Lawyers: Start Your Billing Clocks

Wall Street Journal Law blog has an interesting post today about the future of hourly billing:

It’s been a busy time for lawyers who specialize in advising clients on how to comply with the welter of regulations that come out of our nation’s capitol. Well, it’s likely to get a whole lot busier.

Early this morning, in the wee hours, Congressional Democrats hammered out a compromise with White House Officials on the final shape of the long-debated financial-overhaul legislation. The bill is expected to be approved by Congress next week and signed into law by the president no later than July 4.

The proposed legislation, quite simply, “deals with every single aspect of our lives,” said Senator Christopher Dodd (pictured), who was reported to be teary-eyed in announcing the compromise.

Many lawyers will also be crying tears of joy; the legislation promises to be a nice stimulus to a still moribund legal business.

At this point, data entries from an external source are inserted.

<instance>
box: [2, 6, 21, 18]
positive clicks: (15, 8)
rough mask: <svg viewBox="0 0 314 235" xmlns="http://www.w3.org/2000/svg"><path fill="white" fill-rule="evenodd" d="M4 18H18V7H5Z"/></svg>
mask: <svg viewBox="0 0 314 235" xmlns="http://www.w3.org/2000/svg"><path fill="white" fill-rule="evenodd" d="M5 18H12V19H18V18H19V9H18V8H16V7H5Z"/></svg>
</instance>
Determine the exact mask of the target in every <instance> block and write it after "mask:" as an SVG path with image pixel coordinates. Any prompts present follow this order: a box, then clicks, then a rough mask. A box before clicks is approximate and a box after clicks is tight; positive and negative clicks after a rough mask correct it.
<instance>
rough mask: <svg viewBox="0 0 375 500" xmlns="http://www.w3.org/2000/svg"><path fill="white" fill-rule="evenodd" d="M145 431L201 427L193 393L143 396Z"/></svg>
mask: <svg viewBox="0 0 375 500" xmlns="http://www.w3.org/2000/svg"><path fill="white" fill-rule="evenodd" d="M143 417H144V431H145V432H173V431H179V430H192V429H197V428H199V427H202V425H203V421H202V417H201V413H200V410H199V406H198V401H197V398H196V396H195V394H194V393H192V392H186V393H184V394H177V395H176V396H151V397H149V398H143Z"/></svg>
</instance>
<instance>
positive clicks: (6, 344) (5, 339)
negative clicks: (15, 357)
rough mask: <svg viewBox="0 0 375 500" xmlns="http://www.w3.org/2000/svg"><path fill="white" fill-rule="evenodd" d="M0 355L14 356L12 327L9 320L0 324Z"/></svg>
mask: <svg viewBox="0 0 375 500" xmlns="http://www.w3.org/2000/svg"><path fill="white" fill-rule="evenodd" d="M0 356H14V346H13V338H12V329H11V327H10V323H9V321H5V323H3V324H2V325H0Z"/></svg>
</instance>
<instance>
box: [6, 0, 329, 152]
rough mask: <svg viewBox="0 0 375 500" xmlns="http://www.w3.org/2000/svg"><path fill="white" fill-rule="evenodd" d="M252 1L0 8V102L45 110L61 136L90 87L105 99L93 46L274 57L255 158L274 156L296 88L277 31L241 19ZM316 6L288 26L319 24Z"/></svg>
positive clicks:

By many accounts, the legislation is tougher on the banking industry than many expected. It includes new rules that:

• limit the ability of some banks to trade derivatives;

• create a consumer financial-protection bureau at the Federal Reserve to police banks and financial firms; and

• institute the “Volcker” rule, named after former Fed Reserve Chair Paul Volcker, which prohibits banks from making risky bets with their own funds.

Here are accounts of the compromise from Bloomberg Businesweek; WSJ; and the Washington Post.

Do litigators get anything out of this legislation? You becha.

For starters, the legislation would allow investors to sue credit-rating firms for a “knowing or reckless” failure to conduct a reasonable investigation. That is a higher liability bar than the one proposed in earlier versions of the legislation. A bill approved by the House in December, for example, would have required investors to merely show that a ratings company was “grossly negligent” in issuing a grade, Bloomberg reports.

We’ll flesh out more of the particulars in the days ahead.

Finally, here’s an awesome window into last night’s (and this morning’s) sausage making, courtesy of WaPo:

The cavernous Dirksen 106 conference room remained packed at [2:30 a.m.], but it was a chaotic and cluttered mass of humanity. Lawmakers had stopped trying to conceal their yawns. Aides who had worn down their BlackBerry batteries recharged them for the home stretch. Trash cans spilled over with coffee cups and sandwich wrappers. Empty Fritos bags and plastic Diet Coke bottles littered the room, along with reams of paper — old amendments, new amendments, handwritten amendments, amendments to amendments. “So much for the paperless society,” Barney Frank quipped at one point.